In perhaps the best example I can think of to support this point, Emmalynne, all you have to do is look at how sales teams work. The guy or gal with the best sales record gets promoted.
After decades of sales training, I have yet to see the person who is a superb individual contributor overnight become a great manager. If anything it’s how a good team implodes, it downgrades the quality of your top performer. By contrast, some of the better managers are likely less capable salespeople.
This is true for architects, engineers, etc. We have a system — including in the military and in unions-which unnecessarily benefits what we call time in grade, time in service.
I’m reminded of the number of times I heard someone say that he’s been doing X for thirty years. Yes. The wrong way. Just because you have thirty years of doing X doesn’t mean squat. That’s a classic case of quantity vs. quality.
Good leadership skills are a whole other animal. Someone who is himself or herself a damned good salesperson can’t always translate into damned good coaching skills.

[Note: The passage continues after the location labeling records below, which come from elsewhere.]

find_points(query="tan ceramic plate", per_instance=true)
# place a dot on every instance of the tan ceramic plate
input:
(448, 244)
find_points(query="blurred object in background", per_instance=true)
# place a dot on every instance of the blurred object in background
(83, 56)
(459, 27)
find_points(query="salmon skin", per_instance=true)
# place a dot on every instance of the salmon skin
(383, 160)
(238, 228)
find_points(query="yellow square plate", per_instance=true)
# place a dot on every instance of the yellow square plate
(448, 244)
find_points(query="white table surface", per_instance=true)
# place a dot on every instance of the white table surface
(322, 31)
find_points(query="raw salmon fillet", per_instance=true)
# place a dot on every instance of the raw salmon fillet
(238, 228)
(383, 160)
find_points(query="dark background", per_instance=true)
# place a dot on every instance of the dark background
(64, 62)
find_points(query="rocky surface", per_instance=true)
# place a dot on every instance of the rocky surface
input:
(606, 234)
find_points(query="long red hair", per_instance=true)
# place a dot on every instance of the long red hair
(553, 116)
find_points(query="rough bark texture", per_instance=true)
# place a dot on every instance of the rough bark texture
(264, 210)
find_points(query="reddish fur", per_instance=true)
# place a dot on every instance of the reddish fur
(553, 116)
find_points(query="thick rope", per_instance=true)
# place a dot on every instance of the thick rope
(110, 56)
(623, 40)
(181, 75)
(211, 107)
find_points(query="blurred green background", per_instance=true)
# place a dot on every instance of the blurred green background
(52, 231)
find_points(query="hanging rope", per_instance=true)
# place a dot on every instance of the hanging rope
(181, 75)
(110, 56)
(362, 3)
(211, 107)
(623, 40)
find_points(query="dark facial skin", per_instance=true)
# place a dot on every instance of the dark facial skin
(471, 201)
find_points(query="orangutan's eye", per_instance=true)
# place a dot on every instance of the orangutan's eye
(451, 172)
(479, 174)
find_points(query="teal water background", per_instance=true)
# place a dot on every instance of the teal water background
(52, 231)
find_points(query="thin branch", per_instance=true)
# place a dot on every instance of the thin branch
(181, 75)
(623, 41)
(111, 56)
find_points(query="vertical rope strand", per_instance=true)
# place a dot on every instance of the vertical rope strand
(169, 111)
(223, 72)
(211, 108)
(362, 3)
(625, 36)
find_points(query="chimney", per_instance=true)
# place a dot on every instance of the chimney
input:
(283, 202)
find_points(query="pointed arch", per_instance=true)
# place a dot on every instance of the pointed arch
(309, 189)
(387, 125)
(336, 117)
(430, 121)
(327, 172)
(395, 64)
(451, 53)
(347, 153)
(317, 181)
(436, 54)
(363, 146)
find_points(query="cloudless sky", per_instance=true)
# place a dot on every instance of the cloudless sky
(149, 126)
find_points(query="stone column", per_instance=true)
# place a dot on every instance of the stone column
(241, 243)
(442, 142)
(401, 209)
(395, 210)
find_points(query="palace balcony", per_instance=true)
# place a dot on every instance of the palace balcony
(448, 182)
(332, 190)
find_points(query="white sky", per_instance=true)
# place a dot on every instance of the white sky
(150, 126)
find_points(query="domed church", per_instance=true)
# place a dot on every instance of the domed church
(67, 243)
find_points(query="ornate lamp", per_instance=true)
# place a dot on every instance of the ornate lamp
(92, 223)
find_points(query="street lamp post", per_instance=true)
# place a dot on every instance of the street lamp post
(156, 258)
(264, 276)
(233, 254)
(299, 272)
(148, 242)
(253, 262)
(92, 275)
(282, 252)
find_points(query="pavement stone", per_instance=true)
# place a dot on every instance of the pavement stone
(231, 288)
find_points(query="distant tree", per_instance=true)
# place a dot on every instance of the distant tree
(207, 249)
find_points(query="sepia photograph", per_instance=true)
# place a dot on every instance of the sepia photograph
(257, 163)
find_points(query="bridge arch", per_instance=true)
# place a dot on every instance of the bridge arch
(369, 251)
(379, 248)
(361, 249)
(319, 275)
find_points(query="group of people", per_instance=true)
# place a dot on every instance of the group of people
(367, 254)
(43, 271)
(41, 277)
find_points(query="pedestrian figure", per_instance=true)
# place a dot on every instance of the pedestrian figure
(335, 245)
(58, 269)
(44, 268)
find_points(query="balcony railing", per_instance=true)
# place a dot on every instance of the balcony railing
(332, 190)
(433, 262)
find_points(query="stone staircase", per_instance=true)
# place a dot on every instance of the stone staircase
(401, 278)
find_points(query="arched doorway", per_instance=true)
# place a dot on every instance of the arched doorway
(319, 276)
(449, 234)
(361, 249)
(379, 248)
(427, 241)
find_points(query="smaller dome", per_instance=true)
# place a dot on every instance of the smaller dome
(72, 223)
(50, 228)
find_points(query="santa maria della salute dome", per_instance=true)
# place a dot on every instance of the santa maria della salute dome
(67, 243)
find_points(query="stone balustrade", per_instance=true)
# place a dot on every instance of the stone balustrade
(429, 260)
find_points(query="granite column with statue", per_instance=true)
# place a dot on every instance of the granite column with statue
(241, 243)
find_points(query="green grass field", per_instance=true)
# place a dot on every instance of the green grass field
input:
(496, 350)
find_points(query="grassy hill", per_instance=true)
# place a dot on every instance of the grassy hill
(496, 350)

Being ego-driven, that usually means that if their people struggle, they swoop in to save the day, which preserves the team’s record and the manager’s ego, but nobody grows.
Yet, we promote top performers over and again without asking the fundamental question as to whether the candidate possesses the requisite skills to the next-level job. So many careers and teams are ruined in such ways.
On the other hand, older workers who feel entitled strictly on the basis of time on the job can be deeply resentful of younger folks who have the leadership skills but not the hard knowledge.
In both cases, there has to be give and take. As someone who was a second lieutenant (after being enlisted) I fully understood the critical importance of listening and attending to my senior NCOs, who knew what they hell they were doing. That bought me respect, and it also got me trained.
Age doesn’t in and of itself convey knowledge or experience, nor wisdom nor patience. It’s just age. How we perform, how we treat people, how we demonstrate good sense, good will, courage and a host of other qualities are better determinants of leadership.
For a genuinely fun example of how that works, I would ask folks to watch Master and Commander, an Oscar winning film featuring Russell Crowe. A very young man, a child by any other measure, loses an arm in a conflict early on. He’s a lieutenant, but he leads like a man five times his age. In fact, the kid who played this role embodied those very characteristics. I am fascinated by the human dynamics of those who think that they are owed leadership or managerial positions simply because they’ve warmed a seat for so many years, That doesn’t make you a leader.
I’ve met plenty of much younger men and women who garnered my respect right away. Those folks can be taught a variety of hard skills, but the ability to lead is ephemeral as hell. Most of us can sense it when we’re around it. While in some cases in can be taught, in many, it can’t. In fact, if anything, those folks who feel entitled to leadership are all too often the very ones who shouldn’t be in those positions.